Determining trendlines and setting strike prices

Determining trendlines and setting strike prices

Jun 3, 2020 | 0 comments

Both the market and individual stock prices move in trends and whether that trend travels upwards (bullish), downwards (bearish), or sideways (channeling), it can be assumed that prices will move in the direction of that trend until that trend ends and the direction of price changes. 

Once you know the direction towards where the market is moving, and more importantly, predict when the trend might shift direction, you’ll be able to more easily manage your trades. Trading with the trend is kind of like swimming with the current: It requires less effort. 

Understanding the relationship between trends and options pricing can give an edge to your trading and help you limit risk. Markets trend only a small percentage of the time, but when they do, that’s when you can be the most profitable. 

Whatever your options strategy might be, you are going to want to determine the direction of the trend and buy a call option or sell a put option when the market is set to go up, and buy a put option or sell a call option when the market is set to go down. 

On a stock chart, trendlines are drawn along two price highs or price lows (at least). As more prices touch the line, the stronger the trend becomes. 

Once a trendline is defined, you can better determine your entry point to the market or exit point from the market based on the higher or lower historical price. This entry/exit point is known as strike price. Setting the correct strike price, or the price at which a put or call option can be exercised, is a key decision when selecting a specific option, since picking the incorrect strike price can translate into losses and increased risk. 

How to trade the trend?

Trendlines can essentially give you a yes/no nod as to whether the price of a stock is expected to close above or below a certain strike price at a specific time, so if you believe a trendline will provide support, you may want to buy a strike at the line or sell an option for resistance below the trendline as it recovers from previous closes. 

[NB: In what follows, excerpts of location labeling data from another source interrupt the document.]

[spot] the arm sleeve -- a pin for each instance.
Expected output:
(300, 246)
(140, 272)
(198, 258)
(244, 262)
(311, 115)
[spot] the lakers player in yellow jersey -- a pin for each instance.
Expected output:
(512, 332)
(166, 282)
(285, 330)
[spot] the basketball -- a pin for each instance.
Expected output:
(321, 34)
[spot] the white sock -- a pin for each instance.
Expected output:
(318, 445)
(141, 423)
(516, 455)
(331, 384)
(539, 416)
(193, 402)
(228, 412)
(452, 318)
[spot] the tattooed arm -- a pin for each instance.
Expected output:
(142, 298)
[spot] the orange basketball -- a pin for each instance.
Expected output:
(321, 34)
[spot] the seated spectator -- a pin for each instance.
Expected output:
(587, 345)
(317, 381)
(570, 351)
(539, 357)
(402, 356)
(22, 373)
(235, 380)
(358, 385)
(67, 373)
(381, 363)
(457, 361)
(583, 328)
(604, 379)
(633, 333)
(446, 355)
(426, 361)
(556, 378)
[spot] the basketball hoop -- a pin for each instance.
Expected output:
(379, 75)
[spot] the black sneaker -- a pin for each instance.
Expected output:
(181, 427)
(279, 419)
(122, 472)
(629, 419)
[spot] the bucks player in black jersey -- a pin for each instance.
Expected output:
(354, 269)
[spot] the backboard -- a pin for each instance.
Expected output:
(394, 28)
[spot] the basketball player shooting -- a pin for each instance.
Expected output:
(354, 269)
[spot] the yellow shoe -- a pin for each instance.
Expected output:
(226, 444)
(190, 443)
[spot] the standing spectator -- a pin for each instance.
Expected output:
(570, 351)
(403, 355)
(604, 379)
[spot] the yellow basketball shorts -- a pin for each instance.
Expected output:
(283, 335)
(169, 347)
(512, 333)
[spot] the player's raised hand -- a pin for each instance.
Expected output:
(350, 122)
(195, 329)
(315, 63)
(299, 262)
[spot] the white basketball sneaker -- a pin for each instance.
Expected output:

A put option strike price at the stock price or above it is considered safer than one that is below the stock price, as is a call option strike price at or below the stock price. Trading strategies based on trendlines advise that pullbacks towards the trendline are good buying opportunities. 

When you are looking at trendlines, be mindful of the term of the trend. If short term, medium term, and long term trends are all trending in the same direction, then your chances of generating profit are greater. Like swimming with the current.